As ações envolvem Polícia Civil, Polícia Militar e Polícia Rodoviária Federal. As apreensões ocorrem em rodovias, áreas urbanas e regiões administrativas, em operações com monitoramento, investigações de longo prazo, cumprimento de mandados judiciais e atuação integrada.
Somente neste ano, mais de uma tonelada e meia de drogas já foi destruída. O maior volume do período foi registrado em 2023, quando 12,9 toneladas de entorpecentes foram incineradas. Em 2024, foram 4,3 toneladas; em 2025, 6,7 toneladas.
A maconha lidera as apreensões, chegando a ultrapassar 10 toneladas em alguns anos. Também foram retiradas de circulação grandes quantidades de cocaína, crack, skunk e haxixe, além de ecstasy, LSD, catinona, psilocina, tetracaína e diclorometano, conhecido como loló.
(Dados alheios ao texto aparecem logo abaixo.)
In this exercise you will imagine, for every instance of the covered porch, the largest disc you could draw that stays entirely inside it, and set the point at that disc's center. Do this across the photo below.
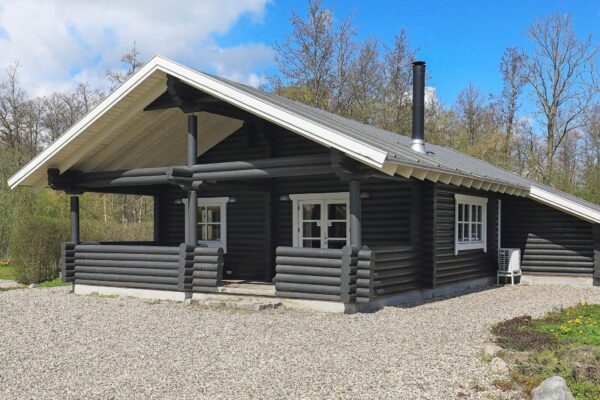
(293, 223)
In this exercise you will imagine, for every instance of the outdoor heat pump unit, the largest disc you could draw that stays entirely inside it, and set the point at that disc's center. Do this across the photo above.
(509, 264)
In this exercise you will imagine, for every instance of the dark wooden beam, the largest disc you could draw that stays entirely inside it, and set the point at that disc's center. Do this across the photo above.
(74, 219)
(189, 100)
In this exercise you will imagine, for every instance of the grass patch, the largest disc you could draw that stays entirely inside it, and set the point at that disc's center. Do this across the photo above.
(565, 343)
(7, 272)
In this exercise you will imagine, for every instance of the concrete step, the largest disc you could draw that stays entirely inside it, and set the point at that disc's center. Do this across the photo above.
(237, 303)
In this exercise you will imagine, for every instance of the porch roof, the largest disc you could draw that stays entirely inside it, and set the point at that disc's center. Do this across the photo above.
(118, 134)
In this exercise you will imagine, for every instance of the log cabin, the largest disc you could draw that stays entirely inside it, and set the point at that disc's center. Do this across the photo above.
(252, 189)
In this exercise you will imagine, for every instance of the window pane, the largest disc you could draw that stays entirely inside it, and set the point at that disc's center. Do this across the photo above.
(311, 243)
(201, 214)
(311, 211)
(335, 244)
(336, 211)
(213, 232)
(337, 230)
(310, 229)
(213, 214)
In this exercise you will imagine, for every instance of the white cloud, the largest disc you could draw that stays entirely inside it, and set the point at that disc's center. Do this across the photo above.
(61, 42)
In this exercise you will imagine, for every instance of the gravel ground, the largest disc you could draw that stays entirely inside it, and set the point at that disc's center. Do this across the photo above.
(6, 284)
(54, 344)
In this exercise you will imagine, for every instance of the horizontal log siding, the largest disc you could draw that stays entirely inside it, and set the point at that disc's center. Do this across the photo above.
(67, 262)
(319, 274)
(207, 269)
(147, 267)
(468, 264)
(386, 271)
(550, 240)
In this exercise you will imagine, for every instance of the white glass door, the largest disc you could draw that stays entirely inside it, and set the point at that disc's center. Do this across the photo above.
(311, 223)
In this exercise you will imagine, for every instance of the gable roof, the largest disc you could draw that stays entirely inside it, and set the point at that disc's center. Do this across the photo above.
(118, 134)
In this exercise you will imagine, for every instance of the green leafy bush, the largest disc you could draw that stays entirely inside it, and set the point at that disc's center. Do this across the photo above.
(35, 247)
(518, 334)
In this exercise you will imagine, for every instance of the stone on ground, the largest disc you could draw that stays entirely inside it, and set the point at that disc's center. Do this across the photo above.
(553, 388)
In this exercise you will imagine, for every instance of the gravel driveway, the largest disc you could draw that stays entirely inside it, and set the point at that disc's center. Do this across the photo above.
(54, 344)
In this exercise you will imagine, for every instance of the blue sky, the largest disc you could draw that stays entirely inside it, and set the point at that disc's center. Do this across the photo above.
(79, 40)
(461, 41)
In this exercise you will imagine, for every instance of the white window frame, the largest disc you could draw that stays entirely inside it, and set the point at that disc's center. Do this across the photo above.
(325, 197)
(221, 202)
(460, 199)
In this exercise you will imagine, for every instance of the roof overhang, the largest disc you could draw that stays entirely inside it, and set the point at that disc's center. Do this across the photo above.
(120, 119)
(564, 204)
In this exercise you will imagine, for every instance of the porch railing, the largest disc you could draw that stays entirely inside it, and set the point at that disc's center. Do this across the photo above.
(179, 268)
(319, 274)
(386, 271)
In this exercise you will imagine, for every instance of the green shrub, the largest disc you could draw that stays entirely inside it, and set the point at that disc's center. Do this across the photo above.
(518, 334)
(35, 247)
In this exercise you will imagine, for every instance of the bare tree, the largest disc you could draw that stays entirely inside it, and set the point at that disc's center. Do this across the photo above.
(559, 74)
(63, 110)
(514, 79)
(20, 116)
(306, 58)
(365, 83)
(131, 62)
(345, 53)
(470, 108)
(397, 84)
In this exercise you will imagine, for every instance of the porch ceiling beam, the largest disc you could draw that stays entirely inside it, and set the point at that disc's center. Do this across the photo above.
(432, 176)
(420, 174)
(456, 180)
(190, 99)
(405, 171)
(467, 182)
(445, 178)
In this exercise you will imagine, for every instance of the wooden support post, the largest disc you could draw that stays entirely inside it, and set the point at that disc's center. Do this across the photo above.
(75, 219)
(596, 276)
(355, 214)
(192, 205)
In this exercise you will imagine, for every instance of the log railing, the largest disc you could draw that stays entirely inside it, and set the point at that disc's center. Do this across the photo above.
(319, 274)
(386, 271)
(178, 268)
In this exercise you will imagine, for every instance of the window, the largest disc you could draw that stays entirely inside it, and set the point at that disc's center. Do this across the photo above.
(470, 223)
(212, 221)
(321, 220)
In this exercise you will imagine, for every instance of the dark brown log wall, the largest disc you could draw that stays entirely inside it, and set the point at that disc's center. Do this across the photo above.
(550, 240)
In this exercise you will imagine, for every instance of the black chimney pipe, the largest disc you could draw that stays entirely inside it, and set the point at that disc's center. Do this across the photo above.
(418, 139)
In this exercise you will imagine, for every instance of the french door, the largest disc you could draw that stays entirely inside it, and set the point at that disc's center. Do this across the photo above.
(323, 223)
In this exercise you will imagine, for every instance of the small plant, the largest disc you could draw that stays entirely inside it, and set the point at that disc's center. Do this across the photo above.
(564, 343)
(35, 248)
(519, 334)
(505, 385)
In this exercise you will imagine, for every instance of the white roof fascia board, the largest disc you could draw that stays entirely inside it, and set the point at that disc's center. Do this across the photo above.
(564, 204)
(314, 131)
(83, 123)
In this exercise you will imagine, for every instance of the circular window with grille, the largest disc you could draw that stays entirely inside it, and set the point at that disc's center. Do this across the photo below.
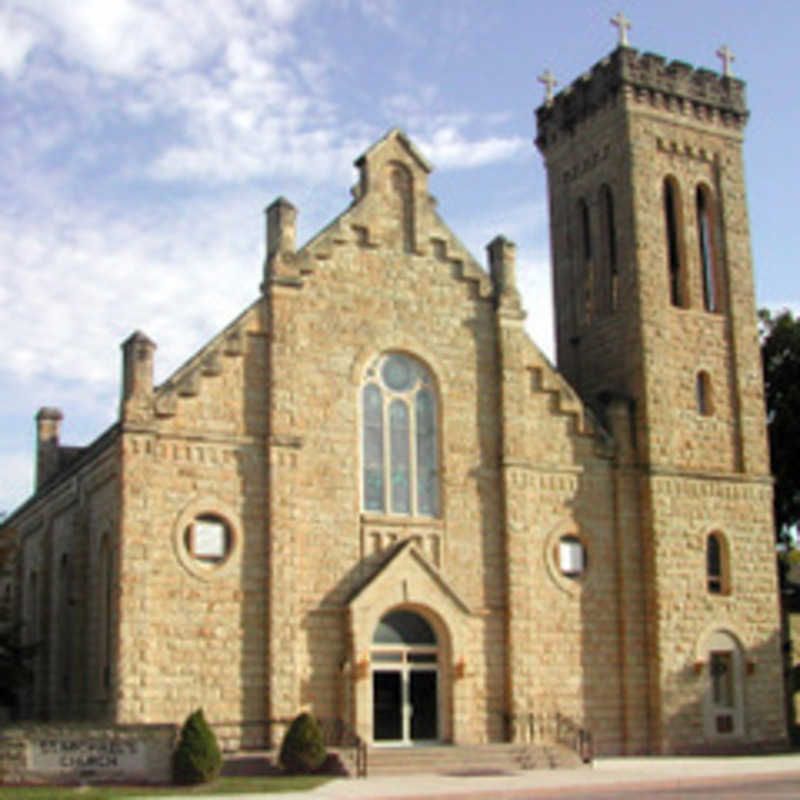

O chefe da Coordenação de Repressão às Drogas da PCDF, Rogério Henrique Rezende Oliveira, afirma que a destruição dos entorpecentes encerra uma etapa do ciclo investigativo e demonstra o trabalho permanente das forças de segurança no combate ao tráfico.
Após apreensão e perícia, as drogas só podem ser destruídas com autorização judicial. As incinerações são acompanhadas pela PCDF, Ministério Público do Distrito Federal e Territórios, Detran-DF e Vigilância Sanitária.
Segundo a PCDF, a variação no volume anual está ligada tanto aos resultados das operações quanto ao andamento dos processos judiciais que autorizam a destruição dos entorpecentes.
Além das drogas, as forças de segurança retiraram de circulação mais de 11,5 mil armas de fogo e 13,8 mil armas brancas entre 2019 e 2026. Entre os armamentos apreendidos estão pistolas, revólveres, fuzis, metralhadoras, facas e canivetes.